Inizialmente in modo schematico, poi affinando una sensibilità personale, Angelo cominciò a fare le proprie scelte: aveva vestito sempre di nero o di blu, ora sfoggiava abiti in verde, turchese e viola, tenendo conto della compatibilità dei contrasti; l'arredo della casa era sempre stato ordinario, ora lo vivacizzava con un'impronta a volte liberty, a volte naïf; sul lavoro aveva sempre avuto un atteggiamento servile, ora si proponeva attraverso soluzioni brillanti per ogni tipo di circostanza; la sua indole tanto stupida e inerme aveva sempre indisposto gli amici, ora sorprendeva per vivacità immaginativa e prontezza di spirito.

Giocando così sul modello della variante Angelo si trasformò a poco a poco da persona scarsa, mediocre, banale in un personaggio stravagante, bizzarro e un po’ pazzo.
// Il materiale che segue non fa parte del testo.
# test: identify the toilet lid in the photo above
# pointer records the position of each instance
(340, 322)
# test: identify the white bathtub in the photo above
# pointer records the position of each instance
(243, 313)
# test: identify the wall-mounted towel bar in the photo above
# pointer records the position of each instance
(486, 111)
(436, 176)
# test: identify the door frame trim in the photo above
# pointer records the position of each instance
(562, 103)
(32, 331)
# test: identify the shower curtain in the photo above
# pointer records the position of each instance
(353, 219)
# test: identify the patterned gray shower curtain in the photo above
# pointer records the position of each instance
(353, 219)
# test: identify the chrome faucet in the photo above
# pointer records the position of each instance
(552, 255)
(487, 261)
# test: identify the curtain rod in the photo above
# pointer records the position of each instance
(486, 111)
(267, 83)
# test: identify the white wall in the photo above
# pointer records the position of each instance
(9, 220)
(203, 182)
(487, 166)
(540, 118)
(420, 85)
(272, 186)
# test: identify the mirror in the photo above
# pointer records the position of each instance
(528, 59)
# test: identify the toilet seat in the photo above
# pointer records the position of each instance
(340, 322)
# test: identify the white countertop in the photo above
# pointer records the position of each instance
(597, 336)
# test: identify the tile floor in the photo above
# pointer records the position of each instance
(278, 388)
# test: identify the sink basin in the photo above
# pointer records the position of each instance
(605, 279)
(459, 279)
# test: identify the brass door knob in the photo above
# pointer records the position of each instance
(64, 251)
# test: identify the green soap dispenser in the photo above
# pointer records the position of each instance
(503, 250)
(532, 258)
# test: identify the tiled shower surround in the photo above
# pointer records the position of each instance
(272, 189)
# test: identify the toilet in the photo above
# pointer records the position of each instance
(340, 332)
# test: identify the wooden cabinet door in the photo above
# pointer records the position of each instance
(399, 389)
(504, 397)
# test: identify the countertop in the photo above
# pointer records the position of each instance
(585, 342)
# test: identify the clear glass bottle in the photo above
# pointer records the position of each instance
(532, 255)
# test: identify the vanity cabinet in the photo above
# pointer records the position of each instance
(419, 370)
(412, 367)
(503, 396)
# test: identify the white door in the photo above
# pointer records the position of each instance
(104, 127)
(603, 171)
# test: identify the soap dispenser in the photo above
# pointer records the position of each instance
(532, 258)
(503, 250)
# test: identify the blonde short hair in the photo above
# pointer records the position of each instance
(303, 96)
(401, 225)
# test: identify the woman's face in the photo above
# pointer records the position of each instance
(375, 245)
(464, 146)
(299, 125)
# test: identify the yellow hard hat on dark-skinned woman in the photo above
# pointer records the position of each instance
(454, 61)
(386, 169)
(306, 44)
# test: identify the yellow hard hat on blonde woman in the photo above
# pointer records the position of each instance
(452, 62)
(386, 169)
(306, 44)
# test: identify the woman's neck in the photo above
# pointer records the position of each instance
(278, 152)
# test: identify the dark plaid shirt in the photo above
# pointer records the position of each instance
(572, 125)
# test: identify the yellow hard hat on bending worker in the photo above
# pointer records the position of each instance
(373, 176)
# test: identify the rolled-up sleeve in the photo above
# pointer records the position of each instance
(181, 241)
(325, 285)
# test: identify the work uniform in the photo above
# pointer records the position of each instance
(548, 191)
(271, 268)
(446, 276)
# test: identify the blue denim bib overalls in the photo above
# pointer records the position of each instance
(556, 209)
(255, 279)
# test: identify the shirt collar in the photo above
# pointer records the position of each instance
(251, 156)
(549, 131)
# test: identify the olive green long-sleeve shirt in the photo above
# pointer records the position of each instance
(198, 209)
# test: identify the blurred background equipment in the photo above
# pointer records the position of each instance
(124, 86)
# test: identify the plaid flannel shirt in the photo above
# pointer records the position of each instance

Il suo salotto divenne luogo esclusivo per feste, giochi e spettacoli, i colleghi di lavoro lo cercavano per ottenere buoni consigli, gli amici gli giravano intorno per trarne divertimento, le donne si accapigliavano per conquistare la sua attenzione, in una baraonda generale in cui Angelo non sapeva più a chi dare il resto.

Sempre ignorato, criticato, deriso... ora si ritrovava al centro dell'attenzione... fonte di spirito, motore di allegria, esempio di inventiva, modello di originalità... imitato nello stile, seguito nelle idee, desiderato per il fascino, ammirato per l'umore... Ormai era diventato Angelo l'estroso, Angelo il fantasista, Angelo l'intuitivo, Angelo il ribelle... Mille Angeli caduti dal cielo con tutti i colori dell'arcobaleno, che mutavano in continuazione a seconda di imprevedibili varianti... In fondo tutti Angeli allegramente variopinti ma privi di qualsiasi autonomia... simulacri di persone... passerelle di pupazzi... caroselli di maschere senza identità... crogiolo di feticci... incastro di attrazioni... caricature fatiscenti di sfuggente vacuità... Ecco, questo era il vero Angelo che alla fine era diventato: esaltato, geniale, maniaco, incosciente, risoluto e pazzo.

Trascorse in questo modo i suoi giorni di gloria e i suoi abbandoni cromatici, sempre diviso tra la sperimentazione di nuove varianti e la frantumazione di innumerevoli Io, trasformandosi senza sosta in autore ingegnoso della propria personalità e in vittima ignara di una realtà impersonale, allo stesso tempo ambivalente e sdoppiato, molteplice e unico, finalmente qualcuno nel momento in cui non era ormai più nessuno.

Pareva che alla fine avesse trovato la sua strada, certamente un po' stravagante, ma pur sempre originale, che sembrava potesse portarlo molto lontano, per lo meno lungo i balzani percorsi delle sue imprevedibili trasformazioni. Angelo continuò a vivere sempre così, abbandonandosi all'estro e seguendo l'intuito, senza più provare però l'antico stupore nell'osservare quei cromatici negativi che avevano tanto stravolto la sua vita. Solo un'immagine fece eccezione, che ingrandita cento volte e incorniciata sopra il divano non si stancò mai di contemplare: era l'immenso, maestoso, affascinante negativo di Guernica.